We showed John our ancient piano that poured out dust like a steam engine when you played chopsticks too fast, our sewing machine underneath mounds of fabric, our book- shelves and the bookshelves behind them. Aunt Ruby hadn’t lived here in a while, not after she kept wandering into the woods and the men in our family had to come out and capture
her like she was a wild animal. Found her sitting on a stump in the  forest, asking them if they'd come by for iced  tea.  No, ma'am, they said, we come to take you to Anclote Manor. But all her  things were preserved under our  own. Coming from a place like Palm  Beach, where we'd lived with enough space for our  things in a sixties-style ranch house until our  parents split up  in 1986, was  not only culture shock  for Molly  and me  but also an electric shock if you  attempted to plug  certain lamps into certain sockets.

"Look at these Caboodles," we instructed John, but he paid no mind.

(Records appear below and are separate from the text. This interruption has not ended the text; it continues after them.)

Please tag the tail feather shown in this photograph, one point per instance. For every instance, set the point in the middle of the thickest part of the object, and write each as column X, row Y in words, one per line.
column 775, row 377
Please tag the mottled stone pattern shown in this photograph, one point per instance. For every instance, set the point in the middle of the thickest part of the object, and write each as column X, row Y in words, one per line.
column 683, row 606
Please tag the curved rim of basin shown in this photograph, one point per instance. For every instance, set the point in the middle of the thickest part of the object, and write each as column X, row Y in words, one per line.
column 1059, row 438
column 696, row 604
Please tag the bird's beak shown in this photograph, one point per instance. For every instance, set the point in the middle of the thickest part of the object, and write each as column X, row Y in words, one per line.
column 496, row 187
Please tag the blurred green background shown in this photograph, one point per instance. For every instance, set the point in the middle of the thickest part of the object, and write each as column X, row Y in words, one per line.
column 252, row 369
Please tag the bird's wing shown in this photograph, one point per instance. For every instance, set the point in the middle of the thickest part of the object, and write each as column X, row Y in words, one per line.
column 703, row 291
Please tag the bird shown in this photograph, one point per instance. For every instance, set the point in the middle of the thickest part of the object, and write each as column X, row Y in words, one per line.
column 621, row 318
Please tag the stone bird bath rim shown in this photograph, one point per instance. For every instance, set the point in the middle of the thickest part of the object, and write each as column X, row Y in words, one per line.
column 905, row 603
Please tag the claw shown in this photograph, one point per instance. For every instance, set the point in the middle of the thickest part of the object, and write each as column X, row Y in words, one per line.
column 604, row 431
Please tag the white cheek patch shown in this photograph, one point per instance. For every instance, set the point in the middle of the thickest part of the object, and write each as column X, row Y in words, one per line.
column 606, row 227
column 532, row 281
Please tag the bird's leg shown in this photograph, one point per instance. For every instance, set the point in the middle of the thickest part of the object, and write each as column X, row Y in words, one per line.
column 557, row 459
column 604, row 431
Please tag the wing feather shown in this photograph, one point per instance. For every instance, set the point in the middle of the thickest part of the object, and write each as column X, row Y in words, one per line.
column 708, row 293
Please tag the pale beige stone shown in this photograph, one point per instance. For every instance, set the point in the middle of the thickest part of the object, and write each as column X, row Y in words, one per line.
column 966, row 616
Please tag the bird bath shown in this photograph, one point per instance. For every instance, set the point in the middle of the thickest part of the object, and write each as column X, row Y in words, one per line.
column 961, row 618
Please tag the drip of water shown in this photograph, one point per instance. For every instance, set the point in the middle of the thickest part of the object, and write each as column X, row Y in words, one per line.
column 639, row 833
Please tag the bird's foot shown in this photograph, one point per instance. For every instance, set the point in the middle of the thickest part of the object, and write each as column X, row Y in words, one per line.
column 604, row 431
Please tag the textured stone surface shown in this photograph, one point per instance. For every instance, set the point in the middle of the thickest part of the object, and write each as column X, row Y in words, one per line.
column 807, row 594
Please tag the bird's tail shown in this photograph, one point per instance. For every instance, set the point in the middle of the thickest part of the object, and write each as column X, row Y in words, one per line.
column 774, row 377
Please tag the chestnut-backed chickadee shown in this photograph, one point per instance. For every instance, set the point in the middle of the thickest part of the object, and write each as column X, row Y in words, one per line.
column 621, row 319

"Why, get a load  of these window moldings."
 
He had  us cornered in the living room, lecturing us on the difference between craftsman and  shotgun houses, when Mom emerged from the bathroom, resplendent and dewy. She could turn it on when she wanted to; she  had  the  ability to become somebody different with makeup and  an outfit alone. She was so beautiful then, so fluffy haired, so stinking with the toxic combination of Elizabeth Arden Red Door  and  perm chemicals that I could no longer detect the smell of the decay­ ing  animal in  the  wall  or  the  years of fried-chicken grease emitted by the kitchen, where the wallpaper had  begun to un­ peel  itself in rebellion.

"Is  the  perfume too much?" Mom asked. "I can't tell."

"No, it's great," John  said, a clear indication he had indeed tasted the  paint.
 
I applied my Dr Pepper lip gloss and  pulled on my deflated Nike  Airs, watching Mom give  John  a hug  before saying her world-famous line, "Well, excuse our  junk."

Certainly if you  went back  in  time and researched our family crest, it would read Lord, bless this mess. But John didn’t mind our junk. He felt comfortable with it, excited even.

“You have a lot of cool stuff,” he said. “This place is great.”

She smiled, and I knew it was over then. We’d be stuck with these two loonies forever, listening to them talk about the joys of accordion doors and carpet samples. Molly sulked and wrapped herself up in a baggy sweater, loathing her existence like every middle-school student who’d ever been forced to come out of their bedroom. By bedroom I mean the square foot of living space she had carved out in the front junk room.

“Well, where are we going?” I asked. At least we usually got a free meal out of the deal.

“We?” Mom laughed. “Oh, no, honey. You’re getting dropped off at Grandma and Grandpa’s. John and I are going dancing.”